The contents of the magazine do precious little to make me feel at home, though. Reading about Africa doesn't dispel the feeling that this continent is in a real mess, and judging by the contents of the July/September issue, no news is good news, because pretty much every story manages to highlight another crisis in the making. Madagascar is suffering from a huge dispute between the country's two rival presidents, each claiming that the other shouldn't be there; war-torn Algeria is still in a mess after the country's elections were marred by rioting and a very low turn-out; Lesotho's election results are proving hard to swallow for the losers, and the last time this happened riots left 75 people dead; Liberia is still tearing itself apart in a bloody civil war; Sierra Leone is trying to recover from its own civil war, but it still has a long way to go; Ghana is reeling from the murder of one of its local kings, and the political effects may be wide-reaching; Angola's civil war may be at a cease-fire, but turning this into peace is a huge challenge; Somalia is a disaster area, with the country split into four different parts, each one refusing to recognise the others' claims to the country's rule; elections in Mali have been criticised for being a set-up by the West, though at least there is hope the new president may be able to turn the country around; Nigeria continues its slide into civil unrest and economic oblivion, which could threaten the country's stability; the Democratic Republic of Congo is no nearer to peace as the two sides in its long-running civil war continue to commit awful atrocities on each other; Kenya wonders whether its president will actually retire at the end of this constitutionally last term, or whether he'll change the law to enable him to cling onto power; and the South African Rand is suffering from a 40 per cent drop in its value over the last year, which seriously affects the country's poor as inflation rates go up.

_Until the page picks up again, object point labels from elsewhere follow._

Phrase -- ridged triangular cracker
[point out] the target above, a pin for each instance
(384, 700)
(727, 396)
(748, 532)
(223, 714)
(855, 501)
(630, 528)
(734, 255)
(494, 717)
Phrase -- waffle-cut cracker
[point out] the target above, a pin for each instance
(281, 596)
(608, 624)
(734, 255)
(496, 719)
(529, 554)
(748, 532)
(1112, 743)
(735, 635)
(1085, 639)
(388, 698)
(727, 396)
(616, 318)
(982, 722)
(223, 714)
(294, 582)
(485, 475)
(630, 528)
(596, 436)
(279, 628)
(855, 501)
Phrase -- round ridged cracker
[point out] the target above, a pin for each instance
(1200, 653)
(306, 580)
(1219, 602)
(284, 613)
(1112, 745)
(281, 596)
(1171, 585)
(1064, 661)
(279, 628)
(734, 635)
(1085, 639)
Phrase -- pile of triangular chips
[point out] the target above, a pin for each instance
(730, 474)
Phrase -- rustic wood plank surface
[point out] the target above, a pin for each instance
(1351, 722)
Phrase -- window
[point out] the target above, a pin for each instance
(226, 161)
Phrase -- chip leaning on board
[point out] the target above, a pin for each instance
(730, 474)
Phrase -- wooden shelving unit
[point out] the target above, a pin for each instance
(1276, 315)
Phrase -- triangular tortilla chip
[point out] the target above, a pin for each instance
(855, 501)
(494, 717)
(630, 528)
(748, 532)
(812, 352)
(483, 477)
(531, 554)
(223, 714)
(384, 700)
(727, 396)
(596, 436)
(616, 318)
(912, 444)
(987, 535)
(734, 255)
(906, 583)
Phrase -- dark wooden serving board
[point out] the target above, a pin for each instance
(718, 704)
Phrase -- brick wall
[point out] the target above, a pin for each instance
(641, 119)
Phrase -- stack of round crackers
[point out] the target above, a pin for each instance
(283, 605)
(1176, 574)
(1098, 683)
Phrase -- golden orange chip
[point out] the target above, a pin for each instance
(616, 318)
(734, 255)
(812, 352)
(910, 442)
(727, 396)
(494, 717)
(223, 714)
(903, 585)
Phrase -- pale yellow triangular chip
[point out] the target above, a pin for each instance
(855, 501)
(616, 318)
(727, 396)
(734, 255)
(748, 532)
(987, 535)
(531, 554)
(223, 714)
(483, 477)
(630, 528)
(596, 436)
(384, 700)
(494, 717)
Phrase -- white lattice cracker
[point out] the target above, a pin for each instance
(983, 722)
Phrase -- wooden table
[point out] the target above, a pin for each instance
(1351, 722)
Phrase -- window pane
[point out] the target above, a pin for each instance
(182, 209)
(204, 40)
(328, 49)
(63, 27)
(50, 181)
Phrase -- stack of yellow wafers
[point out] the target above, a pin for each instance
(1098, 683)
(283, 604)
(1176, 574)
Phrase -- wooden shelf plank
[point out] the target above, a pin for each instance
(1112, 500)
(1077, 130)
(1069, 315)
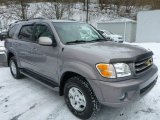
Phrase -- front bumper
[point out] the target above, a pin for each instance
(116, 94)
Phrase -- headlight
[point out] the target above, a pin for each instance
(122, 70)
(113, 71)
(106, 70)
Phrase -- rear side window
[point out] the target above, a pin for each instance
(26, 33)
(12, 31)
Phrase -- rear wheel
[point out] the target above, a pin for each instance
(15, 71)
(80, 98)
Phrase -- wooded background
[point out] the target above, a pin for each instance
(57, 9)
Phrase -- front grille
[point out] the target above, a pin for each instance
(143, 65)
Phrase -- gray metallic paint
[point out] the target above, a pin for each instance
(82, 59)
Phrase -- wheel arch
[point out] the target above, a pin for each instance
(65, 77)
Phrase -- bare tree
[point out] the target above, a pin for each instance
(55, 9)
(20, 10)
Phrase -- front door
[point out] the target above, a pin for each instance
(45, 57)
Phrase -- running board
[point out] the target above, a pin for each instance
(40, 79)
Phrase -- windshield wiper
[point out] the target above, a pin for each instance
(76, 41)
(99, 40)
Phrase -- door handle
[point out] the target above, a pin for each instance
(35, 49)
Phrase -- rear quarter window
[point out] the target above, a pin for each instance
(26, 33)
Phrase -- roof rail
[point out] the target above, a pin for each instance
(38, 18)
(72, 19)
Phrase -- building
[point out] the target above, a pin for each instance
(123, 27)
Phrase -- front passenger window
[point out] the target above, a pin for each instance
(43, 31)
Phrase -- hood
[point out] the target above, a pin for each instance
(106, 51)
(114, 36)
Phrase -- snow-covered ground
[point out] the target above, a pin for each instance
(27, 100)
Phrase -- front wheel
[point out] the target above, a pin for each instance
(14, 68)
(80, 98)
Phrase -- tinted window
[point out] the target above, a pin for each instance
(42, 31)
(26, 33)
(12, 31)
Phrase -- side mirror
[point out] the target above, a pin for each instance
(45, 41)
(100, 31)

One of the magazine's most tragic stories has nothing to do with regional instability and everything to do with human error. Poor Mozambique recently suffered a train crash that killed about 200 people; the train, made up of both freight and passenger sections, couldn't make it up a hill due to mechanical difficulties, so the driver de-coupled the passenger carriages, wedged rocks under their wheels and drove the freight carriages back down the hill, intending to leave the freight at Muamba station, which the train had just passed. However, the rocks slipped and the passenger carriages started rolling back down the hill, gaining speed all the time, until they smashed into the freight train, which was by this time parked in the station. Two passenger carriages were completely destroyed and buried in the cement that the freight train was carrying, instantly killing those on board.

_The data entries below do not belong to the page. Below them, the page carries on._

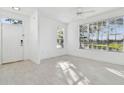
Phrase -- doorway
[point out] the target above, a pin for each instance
(12, 40)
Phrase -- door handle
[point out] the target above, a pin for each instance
(21, 42)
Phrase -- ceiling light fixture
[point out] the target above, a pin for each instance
(16, 8)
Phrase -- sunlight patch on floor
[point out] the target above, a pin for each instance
(71, 74)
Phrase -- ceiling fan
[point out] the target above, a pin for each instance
(81, 11)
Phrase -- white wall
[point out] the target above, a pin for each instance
(48, 40)
(73, 41)
(26, 26)
(34, 39)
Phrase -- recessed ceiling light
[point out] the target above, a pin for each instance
(16, 8)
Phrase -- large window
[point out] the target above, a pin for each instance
(60, 37)
(103, 35)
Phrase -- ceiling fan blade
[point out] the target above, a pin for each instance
(88, 11)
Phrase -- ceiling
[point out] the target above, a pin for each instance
(63, 14)
(68, 14)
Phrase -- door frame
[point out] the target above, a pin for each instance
(1, 54)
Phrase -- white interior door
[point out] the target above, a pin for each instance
(12, 42)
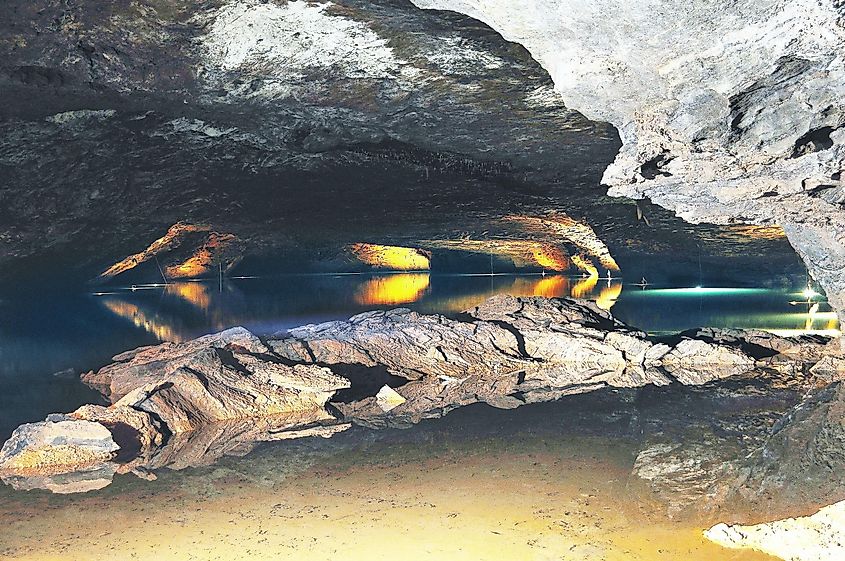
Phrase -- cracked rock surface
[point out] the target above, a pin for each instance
(727, 113)
(190, 403)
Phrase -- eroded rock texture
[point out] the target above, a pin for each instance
(727, 113)
(180, 404)
(820, 537)
(278, 125)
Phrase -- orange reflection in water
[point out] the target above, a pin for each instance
(146, 321)
(194, 292)
(393, 289)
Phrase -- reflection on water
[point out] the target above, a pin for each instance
(393, 289)
(68, 334)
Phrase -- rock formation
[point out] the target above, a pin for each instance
(179, 404)
(820, 537)
(726, 114)
(253, 118)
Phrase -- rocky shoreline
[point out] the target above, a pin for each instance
(776, 433)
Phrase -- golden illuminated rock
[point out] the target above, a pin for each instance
(392, 257)
(186, 251)
(563, 227)
(523, 253)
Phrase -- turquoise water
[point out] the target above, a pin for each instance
(46, 342)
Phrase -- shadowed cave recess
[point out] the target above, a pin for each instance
(612, 235)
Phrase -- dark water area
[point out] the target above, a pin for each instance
(46, 342)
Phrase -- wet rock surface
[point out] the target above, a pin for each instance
(59, 444)
(709, 413)
(725, 115)
(260, 121)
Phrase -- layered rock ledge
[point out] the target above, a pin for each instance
(185, 404)
(727, 113)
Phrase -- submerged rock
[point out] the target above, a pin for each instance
(177, 405)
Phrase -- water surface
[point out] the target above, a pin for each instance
(46, 342)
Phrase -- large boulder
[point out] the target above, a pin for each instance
(134, 368)
(59, 444)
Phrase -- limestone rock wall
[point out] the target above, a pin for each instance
(728, 112)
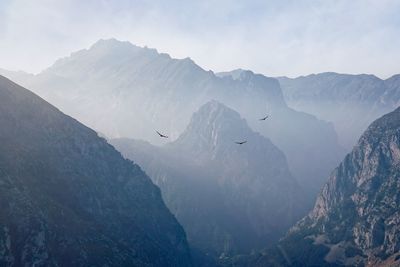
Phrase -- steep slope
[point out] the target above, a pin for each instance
(69, 199)
(351, 102)
(122, 90)
(356, 218)
(230, 198)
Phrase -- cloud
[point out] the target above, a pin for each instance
(271, 37)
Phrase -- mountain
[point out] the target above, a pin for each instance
(230, 198)
(356, 218)
(123, 90)
(350, 102)
(68, 198)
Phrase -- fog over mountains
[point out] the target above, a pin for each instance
(69, 199)
(351, 102)
(230, 198)
(355, 221)
(122, 90)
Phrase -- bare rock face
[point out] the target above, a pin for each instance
(350, 102)
(125, 91)
(69, 199)
(230, 198)
(356, 218)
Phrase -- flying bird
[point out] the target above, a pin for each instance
(161, 135)
(241, 143)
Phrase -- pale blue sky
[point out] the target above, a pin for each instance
(277, 37)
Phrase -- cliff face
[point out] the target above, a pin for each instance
(230, 198)
(355, 221)
(70, 199)
(363, 192)
(334, 97)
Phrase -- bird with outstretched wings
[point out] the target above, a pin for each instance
(161, 135)
(241, 142)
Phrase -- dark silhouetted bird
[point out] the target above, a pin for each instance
(241, 143)
(161, 135)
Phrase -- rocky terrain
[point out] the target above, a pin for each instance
(350, 102)
(123, 90)
(356, 219)
(230, 198)
(68, 198)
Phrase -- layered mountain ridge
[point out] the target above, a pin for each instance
(355, 221)
(230, 198)
(350, 102)
(122, 90)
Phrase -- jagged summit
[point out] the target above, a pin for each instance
(214, 122)
(355, 221)
(70, 199)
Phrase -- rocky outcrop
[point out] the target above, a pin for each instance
(355, 221)
(230, 198)
(123, 90)
(70, 199)
(350, 102)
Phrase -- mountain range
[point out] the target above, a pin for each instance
(122, 90)
(350, 102)
(230, 198)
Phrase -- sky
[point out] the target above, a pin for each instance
(275, 37)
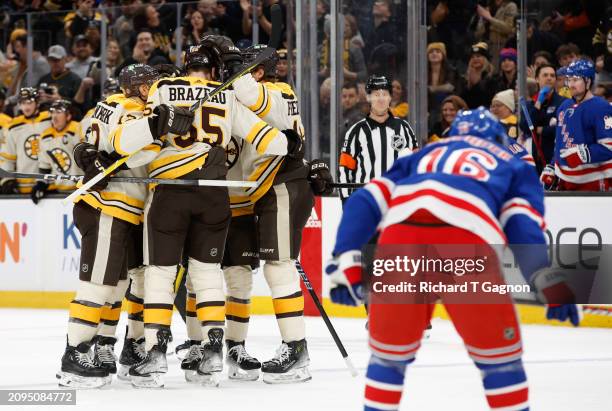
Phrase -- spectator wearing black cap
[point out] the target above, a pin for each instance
(373, 143)
(83, 58)
(497, 25)
(476, 84)
(65, 81)
(506, 77)
(76, 23)
(144, 52)
(542, 108)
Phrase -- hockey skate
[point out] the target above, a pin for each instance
(241, 366)
(182, 350)
(149, 372)
(191, 361)
(80, 370)
(211, 365)
(290, 364)
(132, 353)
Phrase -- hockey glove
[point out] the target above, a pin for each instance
(295, 144)
(103, 161)
(345, 274)
(9, 187)
(576, 155)
(548, 177)
(84, 154)
(551, 287)
(170, 119)
(320, 178)
(38, 191)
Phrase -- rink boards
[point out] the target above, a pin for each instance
(40, 245)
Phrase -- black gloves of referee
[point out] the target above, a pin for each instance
(320, 178)
(170, 119)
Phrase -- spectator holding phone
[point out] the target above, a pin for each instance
(65, 81)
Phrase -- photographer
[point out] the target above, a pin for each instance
(65, 82)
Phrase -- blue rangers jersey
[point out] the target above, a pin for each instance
(466, 181)
(589, 123)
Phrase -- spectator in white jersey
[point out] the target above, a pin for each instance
(373, 143)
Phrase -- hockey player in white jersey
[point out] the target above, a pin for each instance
(108, 220)
(267, 223)
(22, 142)
(56, 146)
(193, 220)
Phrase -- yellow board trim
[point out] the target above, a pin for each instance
(263, 306)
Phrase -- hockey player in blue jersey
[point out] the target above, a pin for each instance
(466, 189)
(583, 143)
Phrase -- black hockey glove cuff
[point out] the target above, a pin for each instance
(170, 119)
(320, 178)
(295, 144)
(84, 154)
(38, 191)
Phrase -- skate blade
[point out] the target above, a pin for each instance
(238, 374)
(68, 380)
(123, 373)
(210, 380)
(291, 377)
(192, 376)
(151, 381)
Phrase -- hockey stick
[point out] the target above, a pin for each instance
(328, 323)
(534, 137)
(347, 185)
(265, 55)
(135, 180)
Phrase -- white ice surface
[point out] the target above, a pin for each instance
(568, 369)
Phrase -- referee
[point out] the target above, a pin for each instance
(373, 143)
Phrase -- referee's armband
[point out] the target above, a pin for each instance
(346, 160)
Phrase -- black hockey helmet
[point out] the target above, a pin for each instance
(251, 53)
(28, 93)
(60, 105)
(135, 75)
(111, 86)
(168, 70)
(226, 57)
(378, 83)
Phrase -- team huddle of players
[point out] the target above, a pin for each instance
(134, 236)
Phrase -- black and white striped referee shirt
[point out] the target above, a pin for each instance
(370, 148)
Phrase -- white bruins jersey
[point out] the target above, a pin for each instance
(22, 145)
(85, 125)
(121, 200)
(55, 156)
(277, 105)
(213, 125)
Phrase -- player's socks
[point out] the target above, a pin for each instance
(505, 386)
(384, 384)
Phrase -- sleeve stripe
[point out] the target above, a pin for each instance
(265, 141)
(250, 137)
(380, 189)
(516, 206)
(115, 139)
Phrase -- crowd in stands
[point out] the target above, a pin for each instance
(472, 57)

All these happy stories appear in just one issue of Focus on Africa, and although there are also some upbeat articles about potential solutions to Africa's problems, the emphasis is very much on the problems themselves. Indeed, this issue doesn't even mention the recent unrest in Côte d'Ivoire because it's only just kicked off, but you get the point. As continents go, Africa has a really tough time, and it makes you wonder what the future holds. I get the feeling that, in the short term at least, it will consist of more bad news rather than no news.